The American people are mostly in the dark about investigations into Trump's Russian connections and the way it influenced the 2016 election. We know the election was hacked, but not all the whys and wherefores about how it was done and why. There are some good guesses out there, but many things are still unclear.

We know that just about everyone in the Trump Administration has some link to Putin or Russia, from Flynn to Manafort to possible spy Carter Page. Even the Trump children are suspect. But will any of them ever pay for being traitors to their country?

Was FBI Director James Comey complicit in helping Trump win the election, or was he an unwitting pawn of Putin? Can his secret investigations and Grand Juries atone in the future for the way he brought up the Hillary Clinton email scandal right before the election?

Luckily for the American people, there are some folks with "sources" as well as journalists who have kept the Russian story at the forefront, making sure it doesn't get lost in the nonsense and noise of the Trump news cycle.

For an excellent detailed overview of the whole "Trump-Russia" mess with important links, this article is a must-read:

Lawfare Blog: Seven Theories about the "Laffaire Russe" and What Could It All Mean?
. . . What should we make of this bizarre constellation of facts? The honest answer for anyone who wishes to avoid speculation is that we don’t know. The facts are potentially consistent with a range of different explanations, some relatively anodyne, some quite alarming. So let’s consider seven different plausible theories of the Russia Connection case—wherein we define “plausible” as broadly consistent with all or most of the known facts. These different theories assign different relative salience to those known facts, link them differently, and make very different assumptions about the many facts that are not known or are claimed but disputed.
As a general matter, we avoid predicting which of these theories is most likely to be the true. We will say, however, that the two most extreme theories we lay out—everything as giant coincidence (Theory #1) and Trump himself as a Russian agent (Theory #7)—seem to us highly improbable. That leaves us with a number of intermediate alternatives that are by no means mutually exclusive and that might operate in conjunction with one another.

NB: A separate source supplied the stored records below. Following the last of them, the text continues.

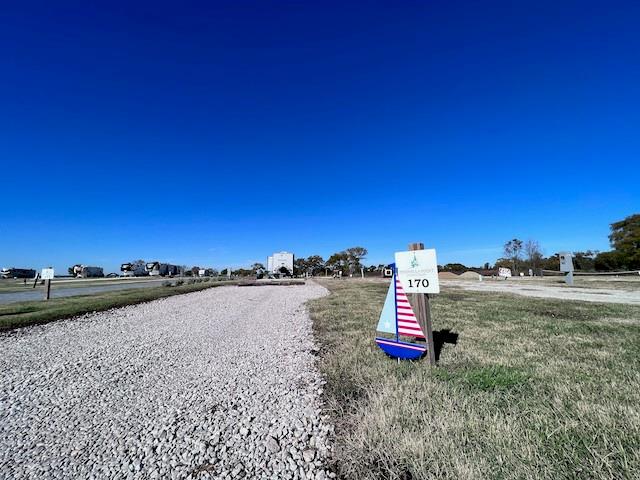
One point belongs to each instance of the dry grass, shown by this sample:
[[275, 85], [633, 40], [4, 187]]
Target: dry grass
[[534, 388]]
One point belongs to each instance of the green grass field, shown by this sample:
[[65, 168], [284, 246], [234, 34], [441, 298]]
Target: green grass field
[[14, 315], [532, 388]]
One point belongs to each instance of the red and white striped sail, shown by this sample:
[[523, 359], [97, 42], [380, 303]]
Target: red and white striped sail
[[407, 323]]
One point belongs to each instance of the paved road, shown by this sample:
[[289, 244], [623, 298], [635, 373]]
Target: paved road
[[214, 384]]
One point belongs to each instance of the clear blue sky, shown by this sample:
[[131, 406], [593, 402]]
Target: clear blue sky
[[217, 133]]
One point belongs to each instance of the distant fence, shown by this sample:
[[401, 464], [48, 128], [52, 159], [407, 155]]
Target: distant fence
[[625, 273]]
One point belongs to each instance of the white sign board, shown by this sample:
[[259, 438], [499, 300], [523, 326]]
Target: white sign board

Not everyone who studies the Trump-Russia problem is a Carl Bernstein, a Rachel Maddow, or a Dan Rather - but please note that those great journalists as well as many others have not dismissed any speculation as "too far out" to be reported - yet. They all know our government is in dire straits if we don't do something soon. I believe anyone can be a hero in this situation, and anyone who is an enemy of Trump and his Russian-loving traitors is a friend of the American people.

Keith Olbermann covers the speculators towards the end of this video and why they should be given credence:



There's the old saying "A prophet is never respected in their own country," and that's never been more true than at this dangerous time. But I believe when someone is proven correct over and over, maybe they have the real goods on Trump. Please keep your minds open because the truth is already stranger than any spy novel ever written.